Waldgänger

Zur Eigenart unserer Zeit
gehört die Verknüpfung bedeutender Auftritte mit unbedeutenden Darstellern.

Der Waldgang ist ein 1951 erschienener Essay von Ernst Jünger. Darin geht es um die Frage:

Wie verhält sich der Mensch angesichts und innerhalb der Katastrophe?

Als Waldgänger beschreibt Jünger einen Menschen, der sich gedanklich unabhängig hält von der umgebenden Gesellschaft und zum Widerstand fähig ist, falls der jeweilige Staat ein verbrecherischer ist oder wird.

Thea Dorn verwies darauf, dass Jüngers Bild vom Waldgänger seine Wurzeln im Mythos vom Deutschen Wald habe; das Buch enthalte die „radikalste Verknüpfung von Wald und Freiheit“ in der deutschen Literatur. Der Waldgänger sei ein „ebenso elitärer wie solitärer Partisan, der sich gegen die Befehle der verwalteten Welt auflehnt“. Ebenfalls aus dem Mythischen und Märchenhaften heraus entwickle Jünger einen zentralen Gedanken, „der allemal wert ist, nicht vergessen zu werden – der Gedanke, dass der Wald der Ort ist, an dem jeder mit seinen Urängsten konfrontiert wird.“

Golo Mann, der Jüngers Arbeiter von Grund auf abgelehnt hatte, schrieb kurz nach Erscheinen des Waldgangs an den Autor:

Es ist ein schönes Buch voll tiefer, wahrer Einblicke und sehr schöner Formulierungen […] Dabei zeigen gewisse Seiten des Waldganges, dass der Autor politisch recht wohl und zutiefst Bescheid weiß. Mein Einwand ist dieser: Es gibt einen E. J., der helfen will.
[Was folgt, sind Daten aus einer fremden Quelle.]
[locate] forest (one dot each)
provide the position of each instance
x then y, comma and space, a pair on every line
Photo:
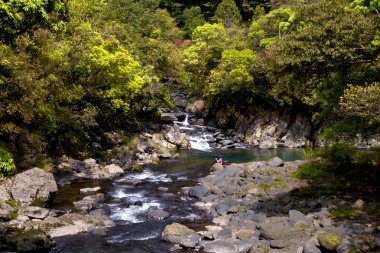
72, 70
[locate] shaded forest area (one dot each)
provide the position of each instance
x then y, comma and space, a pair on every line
72, 70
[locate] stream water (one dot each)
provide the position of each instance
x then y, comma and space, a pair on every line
129, 202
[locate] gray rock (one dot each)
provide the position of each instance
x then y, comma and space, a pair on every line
168, 117
324, 213
174, 136
259, 218
178, 233
310, 247
296, 216
279, 244
222, 246
99, 212
157, 214
345, 244
275, 162
114, 170
89, 190
162, 189
221, 209
89, 163
223, 234
36, 212
275, 231
4, 215
226, 142
363, 243
83, 205
75, 223
198, 191
34, 186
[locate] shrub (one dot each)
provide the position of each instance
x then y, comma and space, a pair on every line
7, 166
344, 212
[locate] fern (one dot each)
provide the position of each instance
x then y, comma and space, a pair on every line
7, 166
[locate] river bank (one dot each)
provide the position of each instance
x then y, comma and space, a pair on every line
260, 207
Es gibt einen anderen, älteren E. J., der schauen will, der ästhetisiert: Und von diesem, dem Autor des Arbeiters, ist noch etwas im Waldgang: […] Und es scheint mir, dass ihr neueres Werk ohne diese Kategorien auskäme.
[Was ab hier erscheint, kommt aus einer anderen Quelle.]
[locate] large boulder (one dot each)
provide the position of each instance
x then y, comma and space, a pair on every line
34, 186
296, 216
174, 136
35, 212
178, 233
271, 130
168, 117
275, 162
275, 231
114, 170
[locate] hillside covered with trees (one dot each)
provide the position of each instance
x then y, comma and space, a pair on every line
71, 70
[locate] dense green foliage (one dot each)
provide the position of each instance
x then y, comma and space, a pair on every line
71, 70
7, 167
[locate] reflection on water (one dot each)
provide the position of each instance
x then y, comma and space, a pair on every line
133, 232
Auch als Ausdruck von Jüngers Distanzierung von der Politik überhaupt wurde das Buch verstanden: „Wie sich in den Marmorklippen angedeutet hat, besteht eine entscheidende Lehre, die Jünger aus dem Nationalsozialismus meint ziehen zu können, dass allem konventionell verstandenen und praktizierten Politischen der Rücken zu kehren sei. […] Sein Gegenmodell zu einer politischen Landschaft, in der „alle Positionen gleich nichtig“ und Wahlen entsprechend zur bloßen Farce geworden geraten seien, nimmt die Form eines Appells zur Elitenbildung an.
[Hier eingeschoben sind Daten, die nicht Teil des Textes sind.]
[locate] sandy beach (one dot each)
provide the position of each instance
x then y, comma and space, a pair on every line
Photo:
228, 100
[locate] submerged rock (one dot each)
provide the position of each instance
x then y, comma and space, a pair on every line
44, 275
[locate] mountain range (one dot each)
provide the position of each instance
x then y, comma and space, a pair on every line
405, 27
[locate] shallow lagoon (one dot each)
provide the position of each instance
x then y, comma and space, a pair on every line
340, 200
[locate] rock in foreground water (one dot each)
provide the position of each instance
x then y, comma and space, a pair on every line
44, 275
Den Ursprung des im Waldgang geschichtsphilosophisch ausgearbeiteten Konzepts einer Verhaltenslehre in der nihilistischen Moderne verortet Niels Penke in der gleichnamigen Form der Verbannung, wie sie im altnordischen Rechtssystem beschrieben wird. Hier zeigt sich besonders deutlich, wie Jüngers Rollenkonzepte die verschiedenen Genres – Tagebuch, Essay, Prosa – leitmotivisch durchziehen. KUNO schätzt den Essay Der Waldgang, als eine Art Widerstandsfibel gegen Totalitarismus und Anpassung. Die Demokratie ist ein Versprechen, das sich seiner Unerfüllbarkeit bewußt ist. Der Impuls zu einem Prozess, der nie an ein Ende kommt. Wer, wie Ernst Jünger, die perfekte Staatsform sucht, den enttäuscht die Demokratie zwangsläufig. Sie bietet keine fertigen Lösungen, die für immer gültig wären, sondern muss jeden Tag neu errungen werden. Demokratie ist das, was wir aus ihr machen. Darin liegt ihre Verletzlichkeit. Aber auch ihre Stärke.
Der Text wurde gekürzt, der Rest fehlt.